Military Kyiv – a courageous, tired, brave city. I stepped onto the platform, which was so familiar to me from my student years. The first time I was here, when I was ten years old, was with my father. It was raining. What a beautiful train station! Oh, Dad, I miss you so much. But I’m happy you don’t have to face this brutal war. And here I was again in Instytutska, near our house. The street was unrecognisable. No squirrels were jumping, and there was a huge checkpoint, a lot of soldiers and a lot of equipment. I ran upstairs. The key was in the deadbolt, and the door opened. The apartment still had our scent. A time capsule exists – it’s worth going back to my apartment in wartime. We were only going for two weeks, with two suitcases. It was already November but still February in my heart. On the table, there were invitations for wine tasting on March 8th, two cups from which we hastily drank water that morning, and Christmas garlands that we did not want to take off before our trip in February. The rocket attacks began, and the sirens were blaring. But I had no time to go to the bomb shelter, as I had to pack all our things and vacate the apartment. Pack my whole life back into suitcases and boxes and move. I’d done that before when I left Odesa for Dublin in 2015, then Dublin for Kyiv. But those were my decisions. This time I was forced by war. For the last time, I lay down on my favourite couch in the living room. The wind blew in from the balcony, and the curtains rippled. Goodbye, our nest in which we were so happy. It was hard for the keys to part with me, too. I held them in my hands to give to the owner of the apartment, but they quietly rolled away under the couch in the living room. I wasn’t the one who closed the door. But I’m the one who will open the next one. This is my way. And I’m brave enough to look into its eyes.

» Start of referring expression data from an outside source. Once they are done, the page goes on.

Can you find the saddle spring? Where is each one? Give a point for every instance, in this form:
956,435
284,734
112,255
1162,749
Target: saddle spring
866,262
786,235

On 15th November 2022, I returned from Kyiv to Odesa. On that day there was a massive missile attack across Ukraine. It is a strange feeling to hear sirens instead of birdsong, to know that hundreds of missiles have been fired at your country, but not yet to understand in which direction, at which cities. How much danger there is in the location where you are now. At that moment I was on Derybasivska Street. I looked around at all the statues in protective covers, and the street musicians kept playing, ignoring the sirens. Blackouts began in Odesa. We had no electricity for three days. And later, when I went to Dublin, water cuts started. What do people feel facing all these challenges hour after hour, day by day? They are tired, exhausted, but ready to show what the Ukrainian spirit and resistance is all about. To observe it, read the Telegram messages from my godmother Tetyana Simak, a dear friend of my beloved father Sergey who died in 2004.
23.11.2022, 18:38 All of Odesa and the region are without light and water. We are like a dark spot on the map of the world... The anger is unbearable. Tomorrow if the situation does not change, we’ll have to look for water. And what to do with the refrigerator is a big question... That’s what I told you about our news. You left just in time. We don’t have electric transportation either. I think a solution will be worked on and the situation will improve. So be it.
25.11.2022, 14:03 Good day. We are living on a powder keg – once again, the light is out, and communication is lame. For the third day, it is raining heavily. And all together brings gloom and hopelessness. Tiredness. And I want to live and to create. To rejoice. And no matter what, I believe in a good future. We love you. Hugs.
05.12. 20:09 Hello my family. We are in a nightmare again. They shelled us today. The result - no light and water for almost the whole day. It’s eight o’clock in the evening, and there is no indication of what will happen or when. There is no communication or Internet either. I will send a message and do not know when you get it. There’s no way to get information. It’s a good thing you’re not going through all this horror. At least you can be safe. If it keeps going like this, we should think about a fireplace or a mini power plant. Now the truth is people have decided to make a lot of money on this because the prices skyrocketed. They have created a shortage. I marvel at human greed. Sad. It’s disgusting. It’s a shame to give you such sad news. I wish I could give you some good news.
22.12. 00:19 Good evening Annushka. It’s the second day they have tried to turn off the power on schedule. There are some failures, but at least we can expect the light to appear. At the same time, the water situation is normalised. But before these days, there were very long blackouts, for twenty-four hours. The refrigerator couldn’t take it, and some of the food had to be thrown out. Now it is a little warmer outside, and before that, there were frosts. As you understand, it was cold in the apartment without lights. I want to believe that every day the situation will improve. Are you getting ready for the holidays? May you be well and happy. My heart is with brave people of this world who are fighting for their freedom. Let us be.